Die Gene dafür sind einfach nicht mehr da
„Die Mistel ist ein skurriler Organismus“, sagt Pflanzenbiochemiker Braun. Der Halbparasit Mistel ist in großen kugelförmigen Gewächsen auf fast allen in Mitteleuropa einheimischen Bäumen zu sehen. Sie entzieht den Bäumen Wasser, Nährstoffe und Mineralien. Manche Bäume sind regelrecht voll mit den lockeren, grünen, kleinblättrigen Bällen mit ihren weißen Beeren. EIne zu große Besiedelung mit Misteln kann einem Baum jedoch zuviele Nähstoffe entziehen und er stirbt ab. Als Halbparasit wird sie klassifiziert, weil sie neben dem „schmarotzen“ doch auch eine eigene Photosynthese ausübt, daher ist sie grün. So kann sie sich viele wichtige Nährstoffe selber herstellen.

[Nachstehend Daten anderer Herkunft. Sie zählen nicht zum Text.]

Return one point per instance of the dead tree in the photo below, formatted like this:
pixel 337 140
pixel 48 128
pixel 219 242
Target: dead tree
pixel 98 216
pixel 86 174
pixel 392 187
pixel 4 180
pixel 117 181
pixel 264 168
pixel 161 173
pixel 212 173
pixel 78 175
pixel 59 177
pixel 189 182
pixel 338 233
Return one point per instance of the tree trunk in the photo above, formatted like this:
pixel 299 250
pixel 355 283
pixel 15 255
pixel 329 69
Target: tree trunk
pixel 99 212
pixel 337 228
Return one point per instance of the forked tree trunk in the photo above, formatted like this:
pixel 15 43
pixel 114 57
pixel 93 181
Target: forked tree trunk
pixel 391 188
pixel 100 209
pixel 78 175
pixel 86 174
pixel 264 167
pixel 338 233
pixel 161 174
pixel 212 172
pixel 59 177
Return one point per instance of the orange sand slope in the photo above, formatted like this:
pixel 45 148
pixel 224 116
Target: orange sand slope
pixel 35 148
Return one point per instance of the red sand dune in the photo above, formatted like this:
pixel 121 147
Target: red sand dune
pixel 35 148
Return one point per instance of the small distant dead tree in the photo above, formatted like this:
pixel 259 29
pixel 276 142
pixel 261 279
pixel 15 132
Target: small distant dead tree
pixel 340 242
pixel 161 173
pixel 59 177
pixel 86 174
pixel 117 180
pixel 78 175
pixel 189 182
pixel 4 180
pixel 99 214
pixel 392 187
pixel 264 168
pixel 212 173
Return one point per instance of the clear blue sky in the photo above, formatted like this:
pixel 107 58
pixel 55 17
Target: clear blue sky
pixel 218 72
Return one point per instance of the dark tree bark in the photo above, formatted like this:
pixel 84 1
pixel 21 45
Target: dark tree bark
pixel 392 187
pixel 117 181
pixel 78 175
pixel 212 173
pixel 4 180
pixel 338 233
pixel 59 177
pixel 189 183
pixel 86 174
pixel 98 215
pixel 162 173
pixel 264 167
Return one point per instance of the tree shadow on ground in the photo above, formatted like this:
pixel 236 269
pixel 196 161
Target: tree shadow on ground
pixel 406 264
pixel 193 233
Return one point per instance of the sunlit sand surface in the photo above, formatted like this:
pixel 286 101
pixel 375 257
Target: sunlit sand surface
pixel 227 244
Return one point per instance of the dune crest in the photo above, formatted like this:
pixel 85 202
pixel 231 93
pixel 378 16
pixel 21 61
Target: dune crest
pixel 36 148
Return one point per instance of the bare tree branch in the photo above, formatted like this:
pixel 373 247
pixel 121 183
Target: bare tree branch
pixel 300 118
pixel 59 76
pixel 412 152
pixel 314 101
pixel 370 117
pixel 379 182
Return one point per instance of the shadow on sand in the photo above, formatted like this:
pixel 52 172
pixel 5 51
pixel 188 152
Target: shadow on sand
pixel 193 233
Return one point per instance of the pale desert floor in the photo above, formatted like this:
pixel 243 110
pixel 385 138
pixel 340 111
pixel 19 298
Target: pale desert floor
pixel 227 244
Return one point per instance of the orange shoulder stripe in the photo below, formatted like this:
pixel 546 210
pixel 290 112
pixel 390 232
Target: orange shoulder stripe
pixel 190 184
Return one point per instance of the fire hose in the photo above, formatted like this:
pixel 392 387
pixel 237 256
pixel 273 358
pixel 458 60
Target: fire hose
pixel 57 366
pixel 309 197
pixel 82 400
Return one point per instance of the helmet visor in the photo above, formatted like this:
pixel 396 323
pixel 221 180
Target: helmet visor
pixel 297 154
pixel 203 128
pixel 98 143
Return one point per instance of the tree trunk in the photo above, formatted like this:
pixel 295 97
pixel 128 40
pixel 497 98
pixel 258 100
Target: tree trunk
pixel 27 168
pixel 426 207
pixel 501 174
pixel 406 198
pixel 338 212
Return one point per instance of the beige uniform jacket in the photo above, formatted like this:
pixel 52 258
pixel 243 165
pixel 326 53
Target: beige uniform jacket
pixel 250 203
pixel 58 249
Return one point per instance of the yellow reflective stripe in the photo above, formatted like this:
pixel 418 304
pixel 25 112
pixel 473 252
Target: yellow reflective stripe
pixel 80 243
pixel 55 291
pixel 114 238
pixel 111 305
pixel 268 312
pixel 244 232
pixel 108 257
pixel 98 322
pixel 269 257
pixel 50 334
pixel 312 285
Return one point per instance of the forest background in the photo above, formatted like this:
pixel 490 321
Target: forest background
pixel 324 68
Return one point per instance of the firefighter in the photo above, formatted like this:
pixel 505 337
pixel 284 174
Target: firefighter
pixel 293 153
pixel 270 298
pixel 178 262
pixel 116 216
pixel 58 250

Die Mistel hat tatsächlich den gesamten „Komplex I“ aus ihrem Genom gelöscht. Außerdem sind von zwei weitere Bauplänen für wichtige Enzymkomplexe der Atmungskette nur noch Reste im Genom vorhanden. „Ein solcher Verlust wurde zuvor nur bei einzelligen Eukaryoten beobachtet. Dies ist der erste Fall eines mehrzelligen Organismus, der auf diese Weise einen Großteil seiner Zellatmung verloren hat.“ sagt Braun und fügt hinzu: Wir waren daher definitiv überrascht, dass die Mistel ohne diese Komplex überleben kann.“
Die Medizin interessiert sich für den Sonderling
Das Fehlen dieses „Komplexes I“ erzwingt aber eine völlige Umstellung der Atmungskette in der Mistel. DAs Verstehen und Erforschen dieser Anpassungen ist für die Medizin, insbesondere die HUmanmedizin enotm interessant, weil sie viel über Fehlfunktionen in der Atmungskette bei Mensch und Tier lehren kann. „Beim Menschen haben schon winzig kleine Beeinträchtigungen des Komplexes I drastische Auswirkungen“, sagt Braun. Unheilbare Erkrankungen wie etwa Parkinson oder das Leigh-Syndrom haben mit Störungen des „Komplexes I“ zu tun. Insgesamt sind an der Atmungskette vier Enzymkomplexe beteiligt. Die Zellatmung spielt sich im Cytoplasma und in den Mitochondrien der Zelle ab und ermöglicht die Bildung der energiereichen Verbindung Adenosintriphosphat (ATP).
Über das Wie und Warum, darüber können auch die Forscher nur rätselraten. „Möglicherweise benötigt die Mistel weniger Zucker, weil sie langsam wächst und kein eigenes Wurzelsystem unterhalten muss“, vermuten Braun und seine Kollegen. „Unser Verständnis der Mistelpflanze und ihres Parasitismus ist bisher noch unvollständig“.